Photography by Lesley Edith | Styling by Sarah-Rose Harrison | Hair by Sophie Sugarman | Make up by Andriani Vasiliou | Shot on location at The Milestone Hotel and Residences
The first Covid lockdown was not a great time to be an actor, or in fact anything in the creative arts. With theatres locked and productions shut down, people were forced to push their creativity further to come up with new ways to earn a living and deliver to their audience – from documentaries shot on smartphones to remotely directed mini-dramas. It was in these first confusing pandemic days that Staged was conceived. Created by Simon Evans and Phin Glynn and featuring David Tennant and Michael Sheen and their partners Georgia Tennant and Anna Lundberg, the ‘is it scripted, isn’t it?’ (answer: it is, mostly) comedy saw the actors play fictionalised versions of themselves as they tried to rehearse a play over Zoom calls during lockdown.

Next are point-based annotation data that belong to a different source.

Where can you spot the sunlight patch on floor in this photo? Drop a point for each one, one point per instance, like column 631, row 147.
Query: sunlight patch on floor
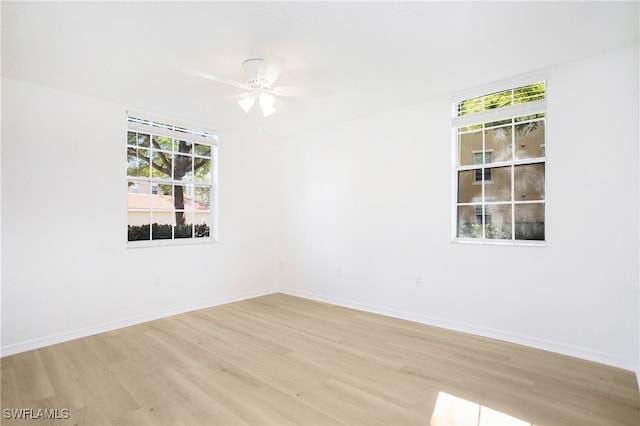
column 451, row 410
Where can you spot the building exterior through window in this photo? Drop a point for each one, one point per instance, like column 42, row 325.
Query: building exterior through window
column 500, row 166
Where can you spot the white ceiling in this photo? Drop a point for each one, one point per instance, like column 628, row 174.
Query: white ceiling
column 374, row 55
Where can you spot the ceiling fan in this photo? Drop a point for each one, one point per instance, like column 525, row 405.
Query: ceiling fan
column 260, row 77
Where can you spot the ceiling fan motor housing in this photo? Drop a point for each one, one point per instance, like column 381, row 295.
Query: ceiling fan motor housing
column 251, row 68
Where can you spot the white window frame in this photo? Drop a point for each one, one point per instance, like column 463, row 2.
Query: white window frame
column 154, row 125
column 489, row 116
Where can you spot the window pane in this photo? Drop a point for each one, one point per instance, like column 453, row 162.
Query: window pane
column 162, row 142
column 138, row 195
column 498, row 142
column 183, row 197
column 161, row 165
column 468, row 189
column 202, row 169
column 468, row 143
column 529, row 140
column 468, row 227
column 202, row 226
column 203, row 150
column 163, row 200
column 529, row 221
column 202, row 197
column 497, row 100
column 138, row 225
column 184, row 229
column 498, row 187
column 183, row 147
column 529, row 182
column 470, row 106
column 137, row 164
column 162, row 228
column 530, row 93
column 499, row 225
column 183, row 167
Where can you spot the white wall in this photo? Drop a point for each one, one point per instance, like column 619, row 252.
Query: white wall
column 66, row 271
column 367, row 209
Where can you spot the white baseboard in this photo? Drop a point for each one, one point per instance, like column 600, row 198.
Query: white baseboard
column 532, row 342
column 114, row 325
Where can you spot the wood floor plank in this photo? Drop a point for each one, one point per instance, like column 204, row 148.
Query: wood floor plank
column 279, row 359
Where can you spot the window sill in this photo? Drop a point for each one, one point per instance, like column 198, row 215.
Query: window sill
column 480, row 241
column 170, row 243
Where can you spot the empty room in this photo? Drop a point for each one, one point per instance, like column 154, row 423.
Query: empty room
column 320, row 213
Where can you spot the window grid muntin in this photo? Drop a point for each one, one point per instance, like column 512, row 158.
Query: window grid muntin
column 192, row 213
column 515, row 120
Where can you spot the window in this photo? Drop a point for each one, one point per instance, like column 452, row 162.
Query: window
column 171, row 184
column 500, row 166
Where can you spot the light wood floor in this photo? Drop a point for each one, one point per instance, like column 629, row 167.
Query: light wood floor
column 284, row 360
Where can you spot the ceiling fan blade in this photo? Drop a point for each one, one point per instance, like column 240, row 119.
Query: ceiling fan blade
column 220, row 79
column 310, row 92
column 271, row 69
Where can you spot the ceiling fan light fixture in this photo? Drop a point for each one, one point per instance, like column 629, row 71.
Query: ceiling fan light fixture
column 247, row 103
column 267, row 102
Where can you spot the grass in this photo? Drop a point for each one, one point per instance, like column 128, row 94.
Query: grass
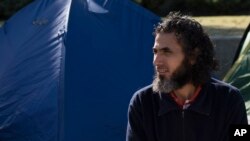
column 224, row 25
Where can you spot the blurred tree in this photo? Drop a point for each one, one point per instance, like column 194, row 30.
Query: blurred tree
column 197, row 7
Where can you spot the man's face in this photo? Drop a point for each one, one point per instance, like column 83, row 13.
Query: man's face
column 171, row 68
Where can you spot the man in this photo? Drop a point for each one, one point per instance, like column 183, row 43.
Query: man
column 184, row 103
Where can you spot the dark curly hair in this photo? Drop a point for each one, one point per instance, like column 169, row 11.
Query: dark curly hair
column 195, row 43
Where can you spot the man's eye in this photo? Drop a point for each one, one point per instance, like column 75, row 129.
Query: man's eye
column 166, row 51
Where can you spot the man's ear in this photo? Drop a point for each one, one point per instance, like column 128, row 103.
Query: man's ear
column 194, row 55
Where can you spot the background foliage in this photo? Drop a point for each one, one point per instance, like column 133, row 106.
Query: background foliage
column 160, row 7
column 198, row 7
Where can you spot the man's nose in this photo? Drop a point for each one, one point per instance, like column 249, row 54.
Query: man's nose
column 158, row 59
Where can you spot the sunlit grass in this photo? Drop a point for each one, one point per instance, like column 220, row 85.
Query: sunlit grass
column 224, row 25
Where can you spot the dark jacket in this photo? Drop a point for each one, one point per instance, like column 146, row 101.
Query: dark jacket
column 157, row 117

It was so successful that a second series was released a year later, ironically just as the then prime minister was announcing another lockdown. And now the third and final series is about to launch on the BBC, having premiered on BritBox late last year. “
It has always felt like a three-parter, this whole experience,” Georgia tells me when we sit down to talk about how the new series moves beyond lockdown. “But I think we definitely weren’t going to do it if we couldn’t come up with a concept that worked as well, because what you don’t want to do is have two really successful seasons and then have a sort of damp squib for your end. We would much prefer to have not done it and gone out on a high. There was quite a lot of thought about what that could be, and various ideas were batted around, and then one day we just landed upon this idea. And at that point, everyone just went: ‘Oh, that’s it. That’s the thing we have to do’. So, this series is about coming out the other side of a traumatic experience and figuring out who you are now.”

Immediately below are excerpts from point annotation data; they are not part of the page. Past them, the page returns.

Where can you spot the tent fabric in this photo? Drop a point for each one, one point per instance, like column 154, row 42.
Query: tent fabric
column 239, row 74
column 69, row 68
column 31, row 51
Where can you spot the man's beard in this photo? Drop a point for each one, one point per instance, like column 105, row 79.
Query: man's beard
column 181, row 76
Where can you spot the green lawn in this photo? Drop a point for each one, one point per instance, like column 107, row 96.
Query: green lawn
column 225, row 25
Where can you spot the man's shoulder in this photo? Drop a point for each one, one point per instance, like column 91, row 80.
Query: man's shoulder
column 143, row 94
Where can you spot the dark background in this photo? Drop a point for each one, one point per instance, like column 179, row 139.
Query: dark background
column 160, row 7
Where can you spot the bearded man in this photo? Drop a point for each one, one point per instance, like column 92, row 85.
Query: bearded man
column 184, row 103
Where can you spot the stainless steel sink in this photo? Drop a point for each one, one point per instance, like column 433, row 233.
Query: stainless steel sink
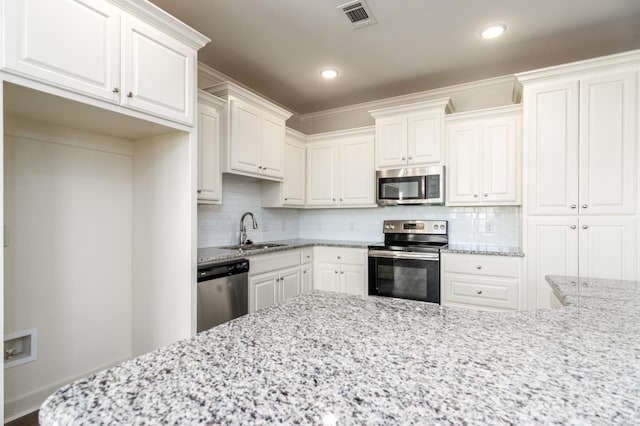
column 258, row 246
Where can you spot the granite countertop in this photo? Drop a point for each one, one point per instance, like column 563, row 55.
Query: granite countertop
column 327, row 358
column 483, row 249
column 217, row 254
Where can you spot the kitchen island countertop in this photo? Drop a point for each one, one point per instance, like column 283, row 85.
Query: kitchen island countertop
column 327, row 358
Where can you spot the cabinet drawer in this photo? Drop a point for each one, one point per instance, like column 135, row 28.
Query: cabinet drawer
column 350, row 256
column 306, row 255
column 499, row 293
column 271, row 262
column 482, row 265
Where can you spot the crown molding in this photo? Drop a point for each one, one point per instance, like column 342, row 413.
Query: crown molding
column 439, row 104
column 228, row 90
column 507, row 109
column 157, row 17
column 367, row 131
column 603, row 63
column 426, row 95
column 212, row 100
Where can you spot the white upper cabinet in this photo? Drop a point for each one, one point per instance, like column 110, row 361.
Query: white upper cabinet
column 210, row 110
column 254, row 133
column 52, row 50
column 484, row 157
column 410, row 135
column 581, row 144
column 146, row 63
column 607, row 148
column 291, row 191
column 340, row 169
column 157, row 72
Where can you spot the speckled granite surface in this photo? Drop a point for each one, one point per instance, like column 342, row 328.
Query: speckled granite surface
column 357, row 360
column 216, row 254
column 483, row 249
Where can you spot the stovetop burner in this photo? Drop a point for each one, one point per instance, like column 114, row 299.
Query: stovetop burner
column 424, row 236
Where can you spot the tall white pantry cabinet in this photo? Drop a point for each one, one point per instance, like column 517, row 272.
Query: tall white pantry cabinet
column 581, row 171
column 98, row 186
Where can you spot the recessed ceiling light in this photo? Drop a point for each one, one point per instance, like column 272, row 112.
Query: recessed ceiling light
column 329, row 73
column 493, row 31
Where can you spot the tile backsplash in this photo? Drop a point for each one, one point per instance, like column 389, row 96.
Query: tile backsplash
column 219, row 225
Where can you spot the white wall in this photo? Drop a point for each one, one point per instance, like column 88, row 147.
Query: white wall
column 467, row 225
column 68, row 264
column 220, row 224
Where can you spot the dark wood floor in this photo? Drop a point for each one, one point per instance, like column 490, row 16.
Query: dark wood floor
column 30, row 419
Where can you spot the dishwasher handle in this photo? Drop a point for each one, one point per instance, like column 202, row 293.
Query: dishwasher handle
column 223, row 269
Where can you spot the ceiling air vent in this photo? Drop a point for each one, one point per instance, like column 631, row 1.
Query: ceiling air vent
column 358, row 13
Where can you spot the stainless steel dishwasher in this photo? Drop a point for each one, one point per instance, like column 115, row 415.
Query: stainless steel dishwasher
column 223, row 292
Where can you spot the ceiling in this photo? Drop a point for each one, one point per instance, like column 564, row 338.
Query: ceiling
column 278, row 47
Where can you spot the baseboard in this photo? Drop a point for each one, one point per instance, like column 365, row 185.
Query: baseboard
column 28, row 403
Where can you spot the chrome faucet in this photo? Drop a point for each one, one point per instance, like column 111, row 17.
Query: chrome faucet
column 243, row 229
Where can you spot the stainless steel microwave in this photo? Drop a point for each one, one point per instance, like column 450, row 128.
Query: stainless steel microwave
column 423, row 185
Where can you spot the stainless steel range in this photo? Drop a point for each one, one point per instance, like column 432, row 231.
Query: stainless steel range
column 407, row 264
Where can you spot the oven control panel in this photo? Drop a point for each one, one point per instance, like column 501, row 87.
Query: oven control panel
column 438, row 227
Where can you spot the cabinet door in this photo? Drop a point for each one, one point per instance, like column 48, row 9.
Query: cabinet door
column 463, row 172
column 356, row 172
column 290, row 285
column 424, row 143
column 322, row 173
column 158, row 72
column 327, row 277
column 608, row 247
column 391, row 142
column 209, row 176
column 263, row 291
column 272, row 147
column 294, row 174
column 551, row 111
column 501, row 161
column 608, row 144
column 41, row 40
column 306, row 278
column 552, row 249
column 244, row 140
column 352, row 279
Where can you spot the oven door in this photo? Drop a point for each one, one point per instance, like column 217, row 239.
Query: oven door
column 405, row 275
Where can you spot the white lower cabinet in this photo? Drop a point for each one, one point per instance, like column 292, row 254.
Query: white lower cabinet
column 341, row 270
column 582, row 246
column 277, row 277
column 481, row 282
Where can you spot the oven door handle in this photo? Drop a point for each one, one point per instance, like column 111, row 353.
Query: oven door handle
column 389, row 254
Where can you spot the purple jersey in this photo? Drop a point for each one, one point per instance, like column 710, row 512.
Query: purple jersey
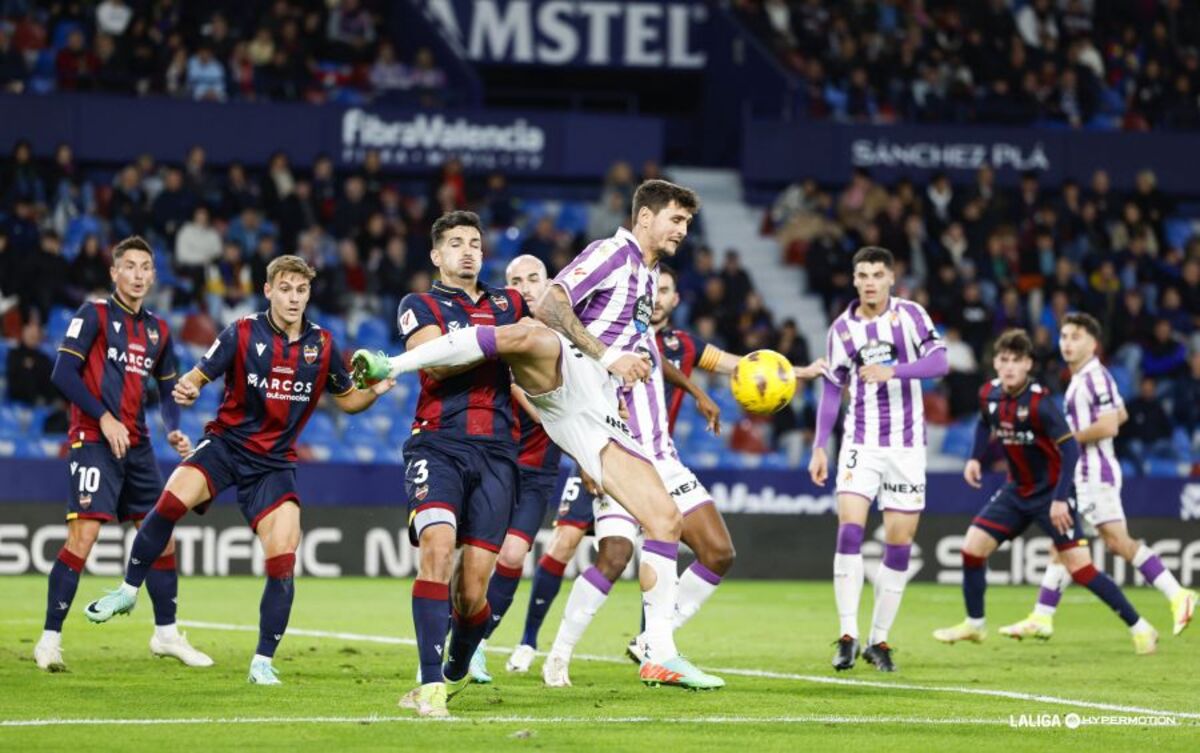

Interestingly, the lack of ideas wasn’t the only thing standing in the way of this third and final outing for Staged. “The first part was very easy, because everyone was stuck in their houses,” Georgia explains. “So, availability was, you know, it was there on a plate. Season two was slightly more tricky, but still people weren’t working in the way that they had been working prior to the pandemic. So, it was still quite easy, but actually, by the time we did the third one, people had gone back to their lives and so trying to get people in the same place, even the core six of us, it was really difficult to do, and we only really had a period of about three weeks in which to film it.” The availability issue was felt more acutely this time around because for the first time, certain scenes required everybody to be together physically. Though this was a happy problem to have, Georgia insists. “It was lovely to actually spend time in the room with the people that you have spent so much time with for the last few years,” she tells me. “Because you get to know people very well, and yet you realise you don’t know them in 3D. Which is quite a weird concept!”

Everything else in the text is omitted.